Grundsätzlich unterliegen alle selbständigen Sexworker/Prostituierte, die in Deutschland tätig werden, den folgenden Steuern:
Einkommensteuer
Diese ist eine Gemeinschaftssteuer, die auf das Einkommen natürlicher Personen erhoben wird, wobei die Herkunft des Einkommens völlig egal ist und natürlich auch, wie bei der Prostitution, aus „gewerbsmäßiges Unzucht“ (Zitat BFH) resultieren kann. Alle Euros, die man
durch gewerbsmäßiges Tun einnimmt, sind steuerpflichtig! – Die Einkommensteuer wird nach bestimmten Schlüsseln zwischen Bund, Ländern und Kommunen aufgeteilt.
Umsatzsteuer
Im Volksmund kennt man diese Steuer auch als Mehrwertsteuer: sie fällt bei Lieferungen und Leistungen von Unternehmen an, wobei man die Sexworkerin hier wirklich als selbständige Unternehmerin ansieht, die ab einem Jahresumsatz von 17.500 € zur Entrichtung bzw. Weiterleitung von Umsatzsteuer in Höhe von derzeit 19% verpflichtet ist. Auch die Erträge dieser Steuerart werden zwischen Bund, Ländern und Kommunen geteilt.
Gewerbesteuer
Die Gewerbesteuer wird von den Kommunen für örtlich ansässige Unternehmen erhoben, verbleibt ausschließlich in den kommunalen Kassen und ist hier eine wichtige Einnahmequelle. Der Bundesfinanzhof (BFH) hat in 2012 entschieden, dass auch selbständige Prostituierte zur Gewerbesteuer herangezogen werden können, auch wenn das Gewerbe nach der Gewerbeordnung nicht wirklich existiert. Der BFH stellt „jede selbständig nachhaltige Tätigkeit“ einem Gewerbebetrieb gleich. Damit werden Prostituierte gewerbsteuerpflichtig, wobei gezahlte Gewerbesteuer aber mit der Einkommensteuer aufgerechnet werden kann: sie mindert dann deren Höhe, da die Gewerbesteuer im Prinzip wie eine Betriebsausgabe behandelt wird. Die Höhe der sogenannten „Hebesätze“ differiert von Kommune zu Kommune und die Gewerbesteuer wird grundsätzlich auch erst ab bestimmten Erträgen (Gewinnen) fällig.
Sexsteuer
In einigen Städten und Gemeinden wird eine „Sexsteuer“ als Sonderform der kommunalen Vergnügungssteuer erhoben. Davon sind auch Prostituierte betroffen, die dann lokal nach „Veranstaltungstagen“ oder alternativ nach „Veranstaltungsfläche“ veranlangt werden.

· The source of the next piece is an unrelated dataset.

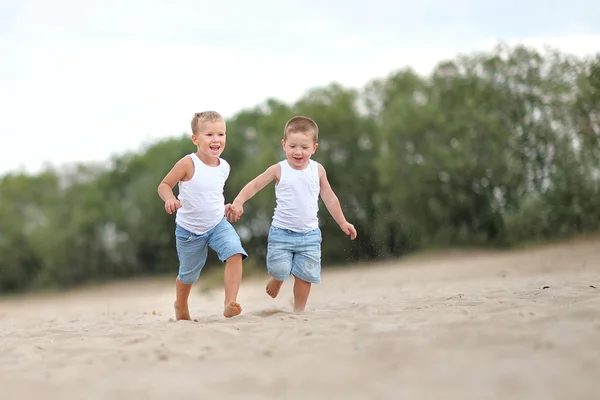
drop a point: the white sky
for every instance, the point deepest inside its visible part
(82, 80)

Soweit die Theorie – Doch was kommt in der Praxis dabei bei den Steuerbehörden wirklich an?
Damit befasst sich eben der Bundesrechnungshof, der die Einnahmen und Ausgaben der öffentlichen Hand regelmäßig überprüft und dabei auch immer wieder Missstände aufzeigt:
Obwohl durch Prostitution Einnahmen vom mehreren Milliarden Euro jährlich erzielt werden, erlangt der Fiskus hieraus keine nennenswerten Steuereinnahmen.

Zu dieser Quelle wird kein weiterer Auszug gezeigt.